Time domain ship motion based on 3D Transient Green's Function method (3DTGF) is established, in which the impulse response theory is employed and the memory effect part of hydrodynamic forces is solved by 3DTGF incorporated with high-order boundary element method (HOBEM). The motions of Wigley-III hull advancing at various speeds in waves are calculated by this method, the numerical results are validated with experiment data and they are in good agreement. High efficiency is observed in two stages that, the impulse response function is fit for waves exciting forces at any frequency in solving time motion equation, and 3DTGF method avoids free surface meshes in solving the time domain radiation and diffraction problems. It also shows the accuracy of the spatial distribution of velocity potential is improved by use of HOBEM.
The time domain ship motion equation is extended for partly taking nonlinear effect of wave forces into consideration, nonlinear Froude-Krylov forces and nonlinear restoring forces on instantaneous wetted surface as well as non-linear viscous damping are computed coinciding with time domain ship motions. The simulation results are more reasonable than linear method. A container ship motions with parametric roll occurring are simulated and analyzed by this weak non-linear method. Based on the theoretical model, computational code is developed. The parametric rolling of the container ship is investigated and the effect of wave height, wave length, ship speed, and the relation between frequency and roll nature frequency in regular waves are discussed. The threshold boundaries for parametric rolling are discussed.

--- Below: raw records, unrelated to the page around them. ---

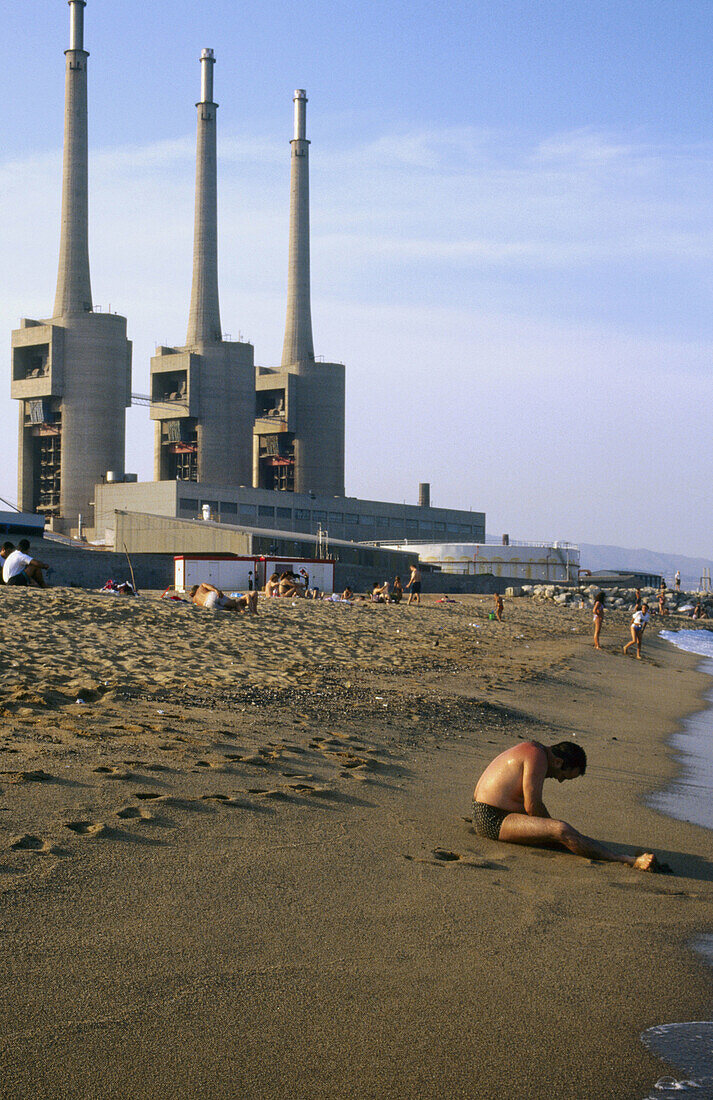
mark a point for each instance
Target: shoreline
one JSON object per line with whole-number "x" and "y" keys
{"x": 271, "y": 889}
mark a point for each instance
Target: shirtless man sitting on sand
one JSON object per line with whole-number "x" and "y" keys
{"x": 207, "y": 595}
{"x": 507, "y": 802}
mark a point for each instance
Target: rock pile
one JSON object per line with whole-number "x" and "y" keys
{"x": 584, "y": 595}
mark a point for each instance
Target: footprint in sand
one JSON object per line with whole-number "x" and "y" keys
{"x": 30, "y": 843}
{"x": 88, "y": 828}
{"x": 26, "y": 777}
{"x": 135, "y": 813}
{"x": 111, "y": 772}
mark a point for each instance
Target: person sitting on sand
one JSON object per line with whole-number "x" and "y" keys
{"x": 272, "y": 585}
{"x": 507, "y": 802}
{"x": 638, "y": 626}
{"x": 288, "y": 585}
{"x": 598, "y": 614}
{"x": 207, "y": 595}
{"x": 21, "y": 569}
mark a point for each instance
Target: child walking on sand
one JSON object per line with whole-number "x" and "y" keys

Ship motions in waves is an important study area of the sea-keeping research. Numerical methods for research conclude strip theory, threedimension frequency domain methods, three-dimension time domain methods. In condition that the ship hull is thin with low speed, the strip theory can calculate the motion and force accurately. But this method neglects the three dimension effect of hydrodynamic and cannot be applied for ships with high speed or marine structures with complex geometry. Three dimension frequency domain methods are widely used in engineering practice, but the calculation is based on the assumption that the motion of ship hull is steady, so nonlinear effect cannot be considered. So three dimension time domain method is an important direction for research.